Impact
A milestone in the annals of chocolate?
For the longest the cocoa industry has been held hostage by candy &, for the premium sector, single-origins. The former since Dutchman Coenraad Johannes van Houten patented the hydraulic press separating fat from roasted cocoa, then treating the resultant cocoa powder with alkaline salts. And the latter from about 1984 when Valrhona introduced its Cru line.

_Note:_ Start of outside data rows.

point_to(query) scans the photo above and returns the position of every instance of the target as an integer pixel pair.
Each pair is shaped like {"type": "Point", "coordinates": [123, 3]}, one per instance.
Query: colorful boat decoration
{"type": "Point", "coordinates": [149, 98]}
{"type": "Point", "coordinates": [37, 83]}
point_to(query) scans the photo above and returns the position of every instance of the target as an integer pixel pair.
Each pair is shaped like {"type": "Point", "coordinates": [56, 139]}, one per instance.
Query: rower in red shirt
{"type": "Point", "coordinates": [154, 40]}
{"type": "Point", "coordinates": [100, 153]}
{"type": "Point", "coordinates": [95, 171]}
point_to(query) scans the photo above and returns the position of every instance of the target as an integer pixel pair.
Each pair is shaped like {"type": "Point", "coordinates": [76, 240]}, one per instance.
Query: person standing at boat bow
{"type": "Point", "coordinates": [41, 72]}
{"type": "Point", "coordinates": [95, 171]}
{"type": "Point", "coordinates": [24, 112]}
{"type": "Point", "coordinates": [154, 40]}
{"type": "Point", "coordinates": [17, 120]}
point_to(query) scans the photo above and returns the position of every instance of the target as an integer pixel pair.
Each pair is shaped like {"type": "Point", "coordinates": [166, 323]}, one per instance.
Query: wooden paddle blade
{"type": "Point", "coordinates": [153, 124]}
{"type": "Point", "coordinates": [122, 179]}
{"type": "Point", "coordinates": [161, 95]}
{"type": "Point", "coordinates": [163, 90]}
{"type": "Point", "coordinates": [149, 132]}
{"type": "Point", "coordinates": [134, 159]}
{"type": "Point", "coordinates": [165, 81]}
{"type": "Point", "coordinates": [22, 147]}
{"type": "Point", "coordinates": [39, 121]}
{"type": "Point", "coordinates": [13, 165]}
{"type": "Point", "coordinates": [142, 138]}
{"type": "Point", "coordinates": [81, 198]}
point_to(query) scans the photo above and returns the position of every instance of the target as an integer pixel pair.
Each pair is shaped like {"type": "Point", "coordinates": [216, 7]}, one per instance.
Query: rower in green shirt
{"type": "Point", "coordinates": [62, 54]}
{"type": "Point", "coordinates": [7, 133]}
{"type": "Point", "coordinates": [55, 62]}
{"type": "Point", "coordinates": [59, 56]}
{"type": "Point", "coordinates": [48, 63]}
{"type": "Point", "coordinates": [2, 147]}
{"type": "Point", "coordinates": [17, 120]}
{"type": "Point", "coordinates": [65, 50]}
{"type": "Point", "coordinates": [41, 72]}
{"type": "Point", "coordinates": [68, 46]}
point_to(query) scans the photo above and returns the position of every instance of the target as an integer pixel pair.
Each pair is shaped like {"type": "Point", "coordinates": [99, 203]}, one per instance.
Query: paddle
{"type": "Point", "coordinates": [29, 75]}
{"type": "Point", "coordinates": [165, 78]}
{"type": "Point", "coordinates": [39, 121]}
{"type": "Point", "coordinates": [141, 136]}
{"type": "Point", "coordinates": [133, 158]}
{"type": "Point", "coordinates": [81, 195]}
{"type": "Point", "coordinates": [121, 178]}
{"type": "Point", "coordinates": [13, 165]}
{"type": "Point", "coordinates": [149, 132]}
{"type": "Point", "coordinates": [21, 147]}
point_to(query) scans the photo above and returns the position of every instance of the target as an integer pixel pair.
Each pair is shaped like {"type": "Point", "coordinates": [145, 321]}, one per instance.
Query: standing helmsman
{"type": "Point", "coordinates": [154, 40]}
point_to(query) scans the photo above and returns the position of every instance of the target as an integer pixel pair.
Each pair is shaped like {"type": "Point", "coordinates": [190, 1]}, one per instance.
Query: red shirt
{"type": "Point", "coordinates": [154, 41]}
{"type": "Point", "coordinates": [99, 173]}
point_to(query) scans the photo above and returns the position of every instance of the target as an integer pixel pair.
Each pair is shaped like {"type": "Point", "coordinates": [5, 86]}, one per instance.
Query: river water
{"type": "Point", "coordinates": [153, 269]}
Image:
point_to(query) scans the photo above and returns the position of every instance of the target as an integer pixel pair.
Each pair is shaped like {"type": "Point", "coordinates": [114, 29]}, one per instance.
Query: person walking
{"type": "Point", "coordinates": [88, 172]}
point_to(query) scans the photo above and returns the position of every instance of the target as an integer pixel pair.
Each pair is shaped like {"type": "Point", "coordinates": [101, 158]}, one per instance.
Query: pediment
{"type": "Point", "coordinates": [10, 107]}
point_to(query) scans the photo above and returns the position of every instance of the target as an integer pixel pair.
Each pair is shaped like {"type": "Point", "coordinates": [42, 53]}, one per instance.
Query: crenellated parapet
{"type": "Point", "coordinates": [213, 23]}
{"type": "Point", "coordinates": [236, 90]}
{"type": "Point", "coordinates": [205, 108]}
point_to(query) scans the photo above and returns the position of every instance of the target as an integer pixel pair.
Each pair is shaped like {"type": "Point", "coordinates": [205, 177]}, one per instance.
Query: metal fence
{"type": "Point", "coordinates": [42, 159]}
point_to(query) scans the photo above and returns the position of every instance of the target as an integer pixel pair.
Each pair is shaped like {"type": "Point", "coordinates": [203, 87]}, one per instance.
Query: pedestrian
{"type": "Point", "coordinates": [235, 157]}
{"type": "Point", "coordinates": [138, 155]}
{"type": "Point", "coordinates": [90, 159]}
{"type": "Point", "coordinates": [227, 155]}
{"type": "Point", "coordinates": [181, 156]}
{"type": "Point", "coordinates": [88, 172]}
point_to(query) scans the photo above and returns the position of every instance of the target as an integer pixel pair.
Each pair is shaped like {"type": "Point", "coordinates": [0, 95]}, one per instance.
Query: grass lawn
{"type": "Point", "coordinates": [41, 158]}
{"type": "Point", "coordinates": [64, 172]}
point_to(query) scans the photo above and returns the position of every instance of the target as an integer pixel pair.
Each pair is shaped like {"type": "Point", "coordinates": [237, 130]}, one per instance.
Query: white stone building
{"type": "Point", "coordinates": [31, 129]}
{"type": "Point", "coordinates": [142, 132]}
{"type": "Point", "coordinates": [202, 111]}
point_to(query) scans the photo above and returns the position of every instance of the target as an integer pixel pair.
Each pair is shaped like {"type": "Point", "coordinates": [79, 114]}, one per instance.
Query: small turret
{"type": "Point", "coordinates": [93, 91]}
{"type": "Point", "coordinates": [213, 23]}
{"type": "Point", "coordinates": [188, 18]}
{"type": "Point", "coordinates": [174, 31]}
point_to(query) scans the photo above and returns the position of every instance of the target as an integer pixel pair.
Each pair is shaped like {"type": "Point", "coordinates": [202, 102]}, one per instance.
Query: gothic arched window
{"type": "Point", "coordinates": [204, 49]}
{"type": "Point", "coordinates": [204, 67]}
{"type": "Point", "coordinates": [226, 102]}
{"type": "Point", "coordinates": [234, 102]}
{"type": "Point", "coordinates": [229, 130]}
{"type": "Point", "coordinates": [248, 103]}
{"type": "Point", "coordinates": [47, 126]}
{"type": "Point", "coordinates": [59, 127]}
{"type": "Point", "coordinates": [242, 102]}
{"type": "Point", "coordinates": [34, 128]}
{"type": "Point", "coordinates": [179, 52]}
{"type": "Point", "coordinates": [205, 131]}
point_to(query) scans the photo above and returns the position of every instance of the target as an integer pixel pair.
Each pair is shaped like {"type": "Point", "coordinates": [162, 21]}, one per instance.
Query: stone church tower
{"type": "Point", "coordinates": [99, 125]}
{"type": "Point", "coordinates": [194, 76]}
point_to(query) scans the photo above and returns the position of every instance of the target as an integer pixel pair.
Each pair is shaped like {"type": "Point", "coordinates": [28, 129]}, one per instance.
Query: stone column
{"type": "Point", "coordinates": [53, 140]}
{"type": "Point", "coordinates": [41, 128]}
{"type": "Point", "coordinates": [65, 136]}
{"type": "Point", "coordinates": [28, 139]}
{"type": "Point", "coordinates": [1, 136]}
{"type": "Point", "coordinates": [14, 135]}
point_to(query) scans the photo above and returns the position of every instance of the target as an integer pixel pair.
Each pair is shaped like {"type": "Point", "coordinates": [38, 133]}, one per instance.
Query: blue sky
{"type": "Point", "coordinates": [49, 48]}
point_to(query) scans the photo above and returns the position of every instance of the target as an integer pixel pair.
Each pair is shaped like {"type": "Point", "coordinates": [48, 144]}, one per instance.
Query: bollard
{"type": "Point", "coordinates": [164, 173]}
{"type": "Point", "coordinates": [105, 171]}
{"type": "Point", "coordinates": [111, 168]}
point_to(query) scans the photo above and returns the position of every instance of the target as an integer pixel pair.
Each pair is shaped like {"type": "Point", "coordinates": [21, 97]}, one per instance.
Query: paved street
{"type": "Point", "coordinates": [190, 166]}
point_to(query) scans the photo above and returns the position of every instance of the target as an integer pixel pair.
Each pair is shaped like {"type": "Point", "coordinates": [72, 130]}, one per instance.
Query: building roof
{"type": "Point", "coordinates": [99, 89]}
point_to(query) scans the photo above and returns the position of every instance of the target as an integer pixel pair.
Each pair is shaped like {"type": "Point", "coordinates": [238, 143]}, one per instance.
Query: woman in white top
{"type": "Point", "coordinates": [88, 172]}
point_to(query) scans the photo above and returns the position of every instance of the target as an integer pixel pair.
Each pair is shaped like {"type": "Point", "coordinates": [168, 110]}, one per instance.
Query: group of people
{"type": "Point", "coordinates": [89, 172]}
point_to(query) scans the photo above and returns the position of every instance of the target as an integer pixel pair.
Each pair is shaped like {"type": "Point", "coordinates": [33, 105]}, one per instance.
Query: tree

Recently genetics, the fundamental seedbed of chocolate, is once again garnering attention after, arguably, a millennium of neglect (or at least a couple centuries). The Maya who brought chocolate culture to its zenith were master breeders, domesticators &, dare say, geneticists. Their great legacy of fine flavor -- Mesoamerican Criollo -- attests to that.
In the modern era, recovery expeditions such as Marañón Canyon Chocolate of genuine Nacional in Peru and the generalized portfolio of Domori cultivated at Hacienda San José in Venezuela literally represent the fruits of this re-ascendency of cacáo genetics.
Those two examples, however, are rather easy pickings because there was an acceptance & consensus level about them that fit within the known classification scheme at the time.
Then came the landmark study by Dr. Juan Carlos Motamayor in 2008 which upended conventional wisdom. In it he reclassifies cacáo into a dozen or more subclusters rather than the old simpler handle of Criollo - Forastero - Trinitario (with Nacional considered more or less a 4th). His work stands on the shoulders of earlier research. Particularly Dr, Basil Bartley's sweeping overview The Diversity of Cacao & its Utilization. Indeed, Motamayor's use of advanced technological testing (DNA fingerprinting with satellite markers & SNPS) largely confirms Bartley's earlier conclusions based on visual identifications.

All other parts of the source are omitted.